Thursday, July 23, 2009

Good Call


Unbeknownst to me, there was a place named Badcall in the area I was headed for in northwest Scotland. I hadn’t been able to resist the cheap flight between Amsterdam and Aberdeen, where I rented a car, knocking off the outer left mirror when passing through the first stone-walled village in my path. I spent a few nights in Kinlochbervie (see marker ‘A’) in a Bed & Breakfast by the sea; the door to my bedroom was too warped to close.

I walked to the end of the road at Balchrick, where a Post Office appeared as a faded wooden shack. Inside, the Post Mistress was waiting in the dark behind a barred window at the counter. She, the counter and the bars pretty much filled up the shack and quite possibly held it together. She called me ‘Dearie’ and casually sold me stamps for an envelope of photographs I was sending to Colombia. The envelope was still in my bag in Balchrick because officials at the airport Post Office in Holland had refused to send the chunky personal parcel ‘for security reasons.’

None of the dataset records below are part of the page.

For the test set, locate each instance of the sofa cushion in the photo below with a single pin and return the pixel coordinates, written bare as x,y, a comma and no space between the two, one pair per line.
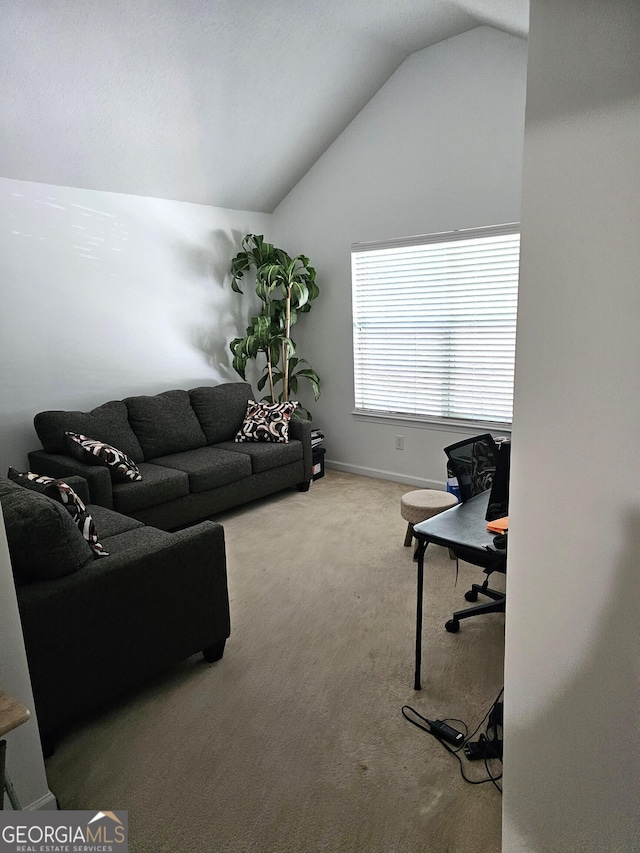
94,452
265,455
108,423
165,423
221,409
111,523
158,485
266,422
43,541
138,542
60,491
208,467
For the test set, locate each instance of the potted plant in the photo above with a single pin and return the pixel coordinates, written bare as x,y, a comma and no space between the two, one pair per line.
285,286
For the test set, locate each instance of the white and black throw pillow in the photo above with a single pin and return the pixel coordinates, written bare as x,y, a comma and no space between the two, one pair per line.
266,422
60,491
95,452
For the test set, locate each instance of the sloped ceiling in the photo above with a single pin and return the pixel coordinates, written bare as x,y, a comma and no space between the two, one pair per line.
221,102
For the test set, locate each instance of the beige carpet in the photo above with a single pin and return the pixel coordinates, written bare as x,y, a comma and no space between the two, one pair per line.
295,740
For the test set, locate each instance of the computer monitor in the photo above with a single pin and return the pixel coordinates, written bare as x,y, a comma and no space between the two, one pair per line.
499,497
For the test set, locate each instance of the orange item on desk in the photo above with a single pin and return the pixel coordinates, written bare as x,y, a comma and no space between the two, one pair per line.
500,525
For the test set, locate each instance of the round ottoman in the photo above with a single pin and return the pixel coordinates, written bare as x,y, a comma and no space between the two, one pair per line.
422,504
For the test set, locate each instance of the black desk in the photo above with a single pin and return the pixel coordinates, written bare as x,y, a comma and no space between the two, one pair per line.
463,529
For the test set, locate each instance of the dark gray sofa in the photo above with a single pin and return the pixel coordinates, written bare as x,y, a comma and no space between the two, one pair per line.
183,444
96,628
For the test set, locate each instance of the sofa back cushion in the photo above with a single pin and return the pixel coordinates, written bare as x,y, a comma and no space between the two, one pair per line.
165,423
221,409
108,423
44,542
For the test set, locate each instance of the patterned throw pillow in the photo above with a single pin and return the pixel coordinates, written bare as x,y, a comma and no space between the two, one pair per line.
95,452
266,422
59,491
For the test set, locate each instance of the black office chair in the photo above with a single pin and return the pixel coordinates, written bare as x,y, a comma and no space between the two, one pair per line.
473,463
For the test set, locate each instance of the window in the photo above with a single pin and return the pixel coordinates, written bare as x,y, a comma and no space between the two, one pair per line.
435,324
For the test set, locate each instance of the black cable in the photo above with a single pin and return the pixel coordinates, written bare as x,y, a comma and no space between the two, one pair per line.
424,725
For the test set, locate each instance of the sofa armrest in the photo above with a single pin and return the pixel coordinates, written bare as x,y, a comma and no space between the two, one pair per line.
301,431
57,465
94,634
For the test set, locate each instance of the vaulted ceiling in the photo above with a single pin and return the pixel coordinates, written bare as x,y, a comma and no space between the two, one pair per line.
222,102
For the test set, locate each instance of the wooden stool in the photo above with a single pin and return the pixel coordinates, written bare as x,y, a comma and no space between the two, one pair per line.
422,504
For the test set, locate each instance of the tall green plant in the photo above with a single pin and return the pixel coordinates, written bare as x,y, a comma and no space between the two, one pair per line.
285,286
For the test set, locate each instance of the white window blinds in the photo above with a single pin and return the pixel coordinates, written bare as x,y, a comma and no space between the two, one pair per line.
435,324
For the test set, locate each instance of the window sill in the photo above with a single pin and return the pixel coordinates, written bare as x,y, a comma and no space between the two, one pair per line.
424,422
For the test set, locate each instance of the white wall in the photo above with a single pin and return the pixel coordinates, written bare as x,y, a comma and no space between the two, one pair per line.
25,764
572,684
438,148
105,295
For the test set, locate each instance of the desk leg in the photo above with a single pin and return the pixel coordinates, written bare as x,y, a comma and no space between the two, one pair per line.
422,547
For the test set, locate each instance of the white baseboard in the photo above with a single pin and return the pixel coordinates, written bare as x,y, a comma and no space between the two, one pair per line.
418,482
46,803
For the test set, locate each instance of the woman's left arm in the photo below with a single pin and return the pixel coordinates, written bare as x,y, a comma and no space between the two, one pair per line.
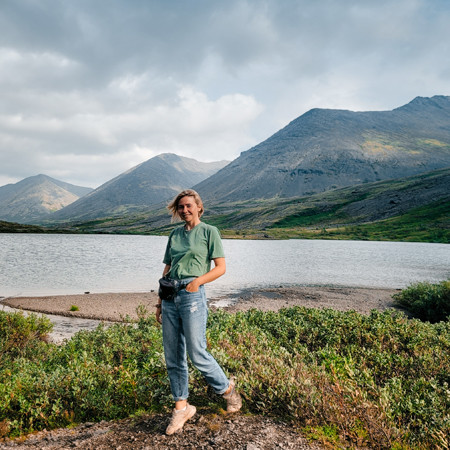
217,271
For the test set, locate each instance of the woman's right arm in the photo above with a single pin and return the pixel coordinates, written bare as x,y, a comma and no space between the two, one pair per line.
158,305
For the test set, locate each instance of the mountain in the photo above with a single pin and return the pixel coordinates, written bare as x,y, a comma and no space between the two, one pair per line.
328,149
156,180
35,198
415,208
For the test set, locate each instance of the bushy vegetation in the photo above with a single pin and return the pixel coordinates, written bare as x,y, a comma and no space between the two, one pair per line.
380,381
426,301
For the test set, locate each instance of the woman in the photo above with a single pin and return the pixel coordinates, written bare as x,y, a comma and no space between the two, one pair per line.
189,252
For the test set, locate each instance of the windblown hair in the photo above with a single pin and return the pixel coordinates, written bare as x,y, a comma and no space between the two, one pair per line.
173,205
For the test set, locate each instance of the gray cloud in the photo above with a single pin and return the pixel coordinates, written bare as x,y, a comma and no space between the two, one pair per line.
91,88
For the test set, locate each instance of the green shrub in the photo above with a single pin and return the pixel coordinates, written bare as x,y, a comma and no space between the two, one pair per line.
22,336
377,381
426,301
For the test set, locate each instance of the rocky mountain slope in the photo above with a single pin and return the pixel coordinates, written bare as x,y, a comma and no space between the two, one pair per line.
36,197
149,183
328,149
413,208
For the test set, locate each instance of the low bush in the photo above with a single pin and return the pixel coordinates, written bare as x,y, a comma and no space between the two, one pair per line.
379,381
426,301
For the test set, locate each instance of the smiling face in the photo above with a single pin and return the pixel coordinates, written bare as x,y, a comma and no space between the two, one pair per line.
188,209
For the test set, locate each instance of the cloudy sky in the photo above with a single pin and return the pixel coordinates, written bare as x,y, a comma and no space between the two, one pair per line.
91,88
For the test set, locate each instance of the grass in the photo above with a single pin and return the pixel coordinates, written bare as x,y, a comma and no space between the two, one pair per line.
379,381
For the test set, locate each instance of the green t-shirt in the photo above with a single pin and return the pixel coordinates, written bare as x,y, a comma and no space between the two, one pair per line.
189,253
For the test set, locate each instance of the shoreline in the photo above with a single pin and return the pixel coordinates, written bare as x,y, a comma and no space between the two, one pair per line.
120,307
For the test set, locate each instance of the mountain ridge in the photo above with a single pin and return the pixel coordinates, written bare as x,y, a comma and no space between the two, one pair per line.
146,184
36,197
328,149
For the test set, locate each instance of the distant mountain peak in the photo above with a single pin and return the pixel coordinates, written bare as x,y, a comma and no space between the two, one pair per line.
36,197
151,182
327,149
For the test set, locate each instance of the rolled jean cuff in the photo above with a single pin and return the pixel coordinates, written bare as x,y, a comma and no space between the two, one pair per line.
224,390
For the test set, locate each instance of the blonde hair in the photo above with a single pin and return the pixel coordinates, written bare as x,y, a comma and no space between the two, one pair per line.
173,205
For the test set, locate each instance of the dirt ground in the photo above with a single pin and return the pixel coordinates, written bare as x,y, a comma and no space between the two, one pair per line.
206,430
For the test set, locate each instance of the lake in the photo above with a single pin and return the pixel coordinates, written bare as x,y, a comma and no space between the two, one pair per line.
48,264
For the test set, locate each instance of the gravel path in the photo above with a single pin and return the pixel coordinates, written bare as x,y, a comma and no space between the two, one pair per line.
207,429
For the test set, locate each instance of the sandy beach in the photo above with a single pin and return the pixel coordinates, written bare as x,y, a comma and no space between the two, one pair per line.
117,307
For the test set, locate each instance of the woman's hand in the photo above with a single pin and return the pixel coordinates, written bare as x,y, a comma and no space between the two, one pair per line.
158,313
193,286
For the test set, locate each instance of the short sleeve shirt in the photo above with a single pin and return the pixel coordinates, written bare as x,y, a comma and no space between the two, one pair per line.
189,253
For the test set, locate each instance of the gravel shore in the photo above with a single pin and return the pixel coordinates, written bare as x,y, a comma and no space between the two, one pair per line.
205,430
116,307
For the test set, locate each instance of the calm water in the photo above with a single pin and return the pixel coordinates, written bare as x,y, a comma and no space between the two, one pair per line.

From a hilltop phone booth on this coastline I called my mother in North America. Near the empty white beach of Oldshoremore I met the fierce gaze of an elderly shepherd as he held open a gate for me when our paths crossed on high pastureland bordering the sea. He pointed across the valley, where sheep in motion traced tidal patterns on the slopes as they ran, leaping ahead of a swift, supple dog, whose name, as I deduced from the ferocious commentary emanating from a white-haired man swinging a crook in the direction of the canine, was Angus.